Case of county attorney’s wiped hard drive is sent to prosecutor
Fayette County State Court Solicitor Jamie Inagawa is being asked to determine whether former county attorney Scott Bennett violated Georgia open records laws by having all the data wiped off his office and laptop computers, both of which are owned by the county, just as he was ending his employment contract with the county late last year.
Violations of the state’s open records laws are classified as misdemeanors, which is why the matter is being sent to Inagawa, who handles misdemeanor cases in Fayette County State Court.
The County Commission voted unanimously April 11 to forward investigative materials compiled by the county marshal’s department during its internal probe of the matter. The investigation began in early January when county officials tried to boot up Bennett’s office computer without success.
At that time, interim county attorney Dennis Davenport was attempting to access the computer to go over records and get up to speed on pending cases and other matters, officials said. It was soon discovered that the hard drive to Bennett’s office desktop computer was missing.
Bennett turned in both the hard drive and his county-issued laptop to the marshal’s department in a matter of days, saying later that they were both so old they were unlikely to be reissued so he wasn’t in a rush to return them.
Bennett has steadfastly denied wrongdoing, contending that there is a hard copy in his former county office of all public records that were on his computer. Bennett also has said that the data wipe was approved by then-County Administrator Jack Krakeel.
At Thursday’s county commission meeting, Commissioner Randy Ognio noted that the investigation into the matter concluded that Bennett may have violated Georgia open records laws. Perhaps because it is considered a legal matter, the commission decided to avoid further comment on the matter beyond taking the unanimous vote to forward the investigation to Inagawa.
Some might consider it suspicious that Bennett’s hard drives weren’t wiped by county personnel, as he took them off-site to presumably be wiped by a private company. The county apparently did not make a routine backup of Bennett’s computers, either, as there is no such reference made in the detailed investigation conducted by the marshal’s department.

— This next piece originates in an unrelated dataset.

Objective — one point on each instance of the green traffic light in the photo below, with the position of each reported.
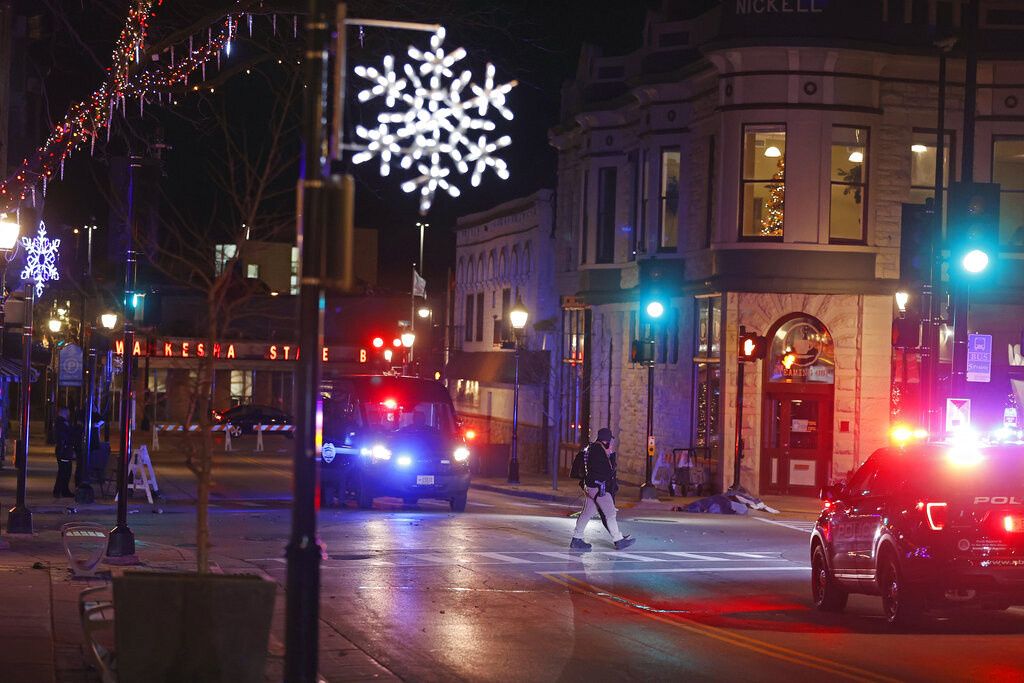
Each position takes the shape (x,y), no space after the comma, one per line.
(975,260)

Frequent Bennett critic and fellow attorney Wayne Kendall has contended that Bennett wanted evidence erased from the hard drives of how Bennett represented several clients in other courts while he was serving as the county’s full-time staff attorney, which would have violated his initial employment contract.

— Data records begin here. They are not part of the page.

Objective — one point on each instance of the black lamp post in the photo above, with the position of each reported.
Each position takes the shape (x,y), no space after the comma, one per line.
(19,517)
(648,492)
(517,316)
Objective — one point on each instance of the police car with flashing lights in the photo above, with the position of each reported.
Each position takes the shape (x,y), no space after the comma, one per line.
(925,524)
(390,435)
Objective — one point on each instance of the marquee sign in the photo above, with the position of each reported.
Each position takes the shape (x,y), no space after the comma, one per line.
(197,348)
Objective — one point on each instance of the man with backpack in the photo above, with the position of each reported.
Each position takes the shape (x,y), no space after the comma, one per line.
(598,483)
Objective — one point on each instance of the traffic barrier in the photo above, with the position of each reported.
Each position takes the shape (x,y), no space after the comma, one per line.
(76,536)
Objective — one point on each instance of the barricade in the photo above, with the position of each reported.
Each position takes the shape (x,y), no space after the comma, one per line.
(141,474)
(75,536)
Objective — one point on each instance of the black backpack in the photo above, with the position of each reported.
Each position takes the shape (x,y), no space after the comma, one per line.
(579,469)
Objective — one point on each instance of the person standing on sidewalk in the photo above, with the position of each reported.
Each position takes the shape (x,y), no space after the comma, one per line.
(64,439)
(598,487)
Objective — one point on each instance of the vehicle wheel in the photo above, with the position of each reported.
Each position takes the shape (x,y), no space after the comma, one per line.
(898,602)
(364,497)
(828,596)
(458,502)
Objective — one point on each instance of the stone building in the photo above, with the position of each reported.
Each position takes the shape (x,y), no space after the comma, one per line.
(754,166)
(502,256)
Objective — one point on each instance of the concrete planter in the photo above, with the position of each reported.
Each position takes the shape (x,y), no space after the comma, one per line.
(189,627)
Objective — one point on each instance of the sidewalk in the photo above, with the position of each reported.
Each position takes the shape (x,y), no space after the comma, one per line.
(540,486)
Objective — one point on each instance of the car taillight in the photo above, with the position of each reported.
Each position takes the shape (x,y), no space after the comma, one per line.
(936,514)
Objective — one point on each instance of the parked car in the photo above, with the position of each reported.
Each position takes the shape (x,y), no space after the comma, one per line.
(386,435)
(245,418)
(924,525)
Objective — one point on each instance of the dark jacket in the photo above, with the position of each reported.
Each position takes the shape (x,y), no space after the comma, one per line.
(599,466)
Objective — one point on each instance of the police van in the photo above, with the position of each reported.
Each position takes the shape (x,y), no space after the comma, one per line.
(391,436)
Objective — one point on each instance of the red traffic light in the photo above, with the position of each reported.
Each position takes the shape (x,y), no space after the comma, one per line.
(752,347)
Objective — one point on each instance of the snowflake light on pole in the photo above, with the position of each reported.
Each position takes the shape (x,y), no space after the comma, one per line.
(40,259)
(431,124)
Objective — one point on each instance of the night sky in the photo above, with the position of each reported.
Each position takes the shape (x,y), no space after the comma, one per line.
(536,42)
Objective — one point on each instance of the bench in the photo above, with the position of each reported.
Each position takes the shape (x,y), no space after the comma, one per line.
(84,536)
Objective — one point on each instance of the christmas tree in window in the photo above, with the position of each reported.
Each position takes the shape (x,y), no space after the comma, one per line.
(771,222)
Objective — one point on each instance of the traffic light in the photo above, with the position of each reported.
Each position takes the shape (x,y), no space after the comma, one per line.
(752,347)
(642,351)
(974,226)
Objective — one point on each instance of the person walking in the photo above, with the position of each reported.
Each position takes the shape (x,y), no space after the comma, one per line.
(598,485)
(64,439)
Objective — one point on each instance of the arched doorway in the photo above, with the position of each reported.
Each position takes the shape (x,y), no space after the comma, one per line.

Kendall and Bennett have clashed in court, first in the district voting lawsuit filed by the NAACP and later in a filing in Fayette County Superior Court in which Kendall asked a judge to overturn a late amendment to Bennett’s contract as he was being transitioned out of the role by the end of December.

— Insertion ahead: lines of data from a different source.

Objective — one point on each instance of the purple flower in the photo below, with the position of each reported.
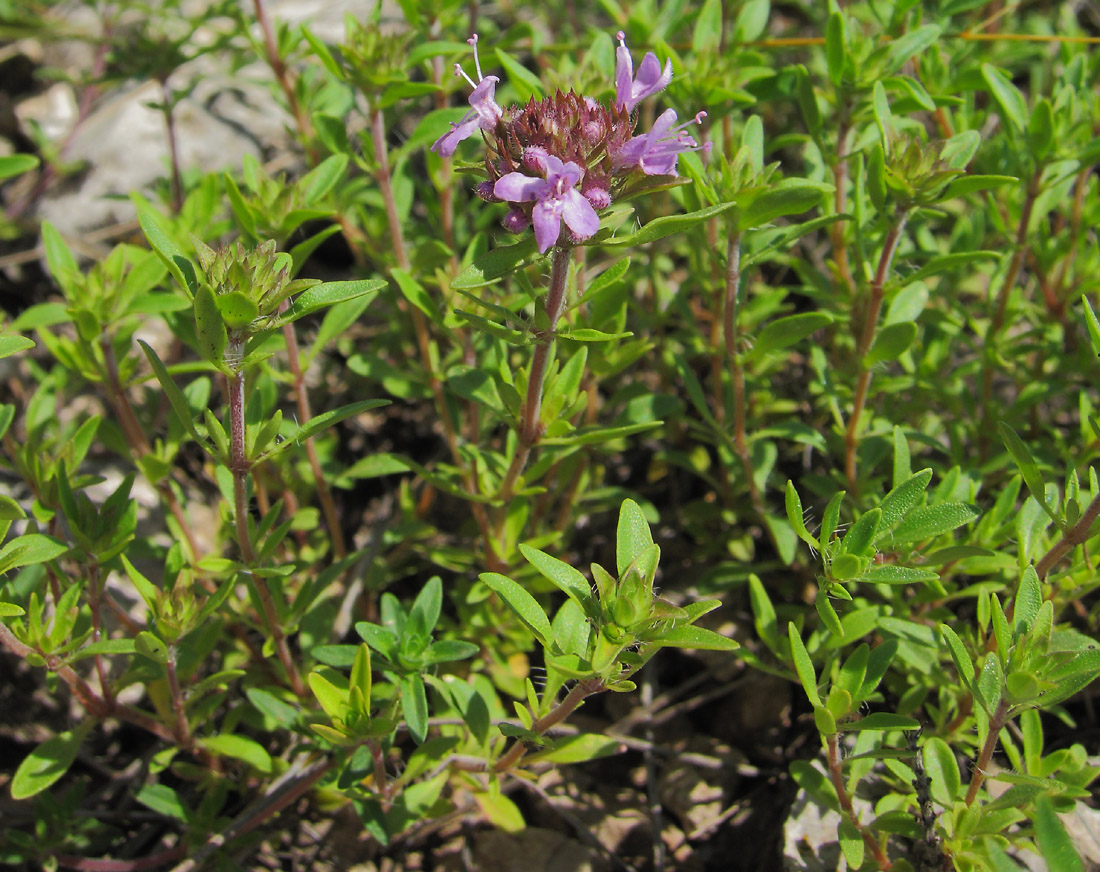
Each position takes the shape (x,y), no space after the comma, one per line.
(486,111)
(656,153)
(557,200)
(629,90)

Bennett has said part of the reason he wanted the drives wiped was because he knew County Commissioner Steve Brown would “snoop” through them looking for dirt against him. Bennett and Brown often clashed, and Brown discredited Bennett’s work to the point where Brown publicly said he couldn’t trust any of Bennett’s legal opinions.
Bennett in January told The Citizen that most of the data on the computer hard drives included drafts and legal notes, such as excerpts from cases germane to the legal filings he presented on behalf of the county, which are also public record and on file in various courts, Bennett noted.
“This is all because Steve wanted to go through my hard drive to try and drag something up on me,” Bennett said in January. “He told somebody that. He said he was convinced I had done something unethical and he was going to find it on my computer.”
Brown in January confirmed that he wanted to know what was on Bennett’s hard drives, and initially accused Bennett of “theft of county property.”
Since Bennett had the permission of former County Administrator Krakeel, however, the marshal’s department ultimately determined that no theft had taken place. The marshal’s report was later amended to note that under the county’s administrative flow chart in place at the time, Bennett was to report directly to the county commission and not the county administrator.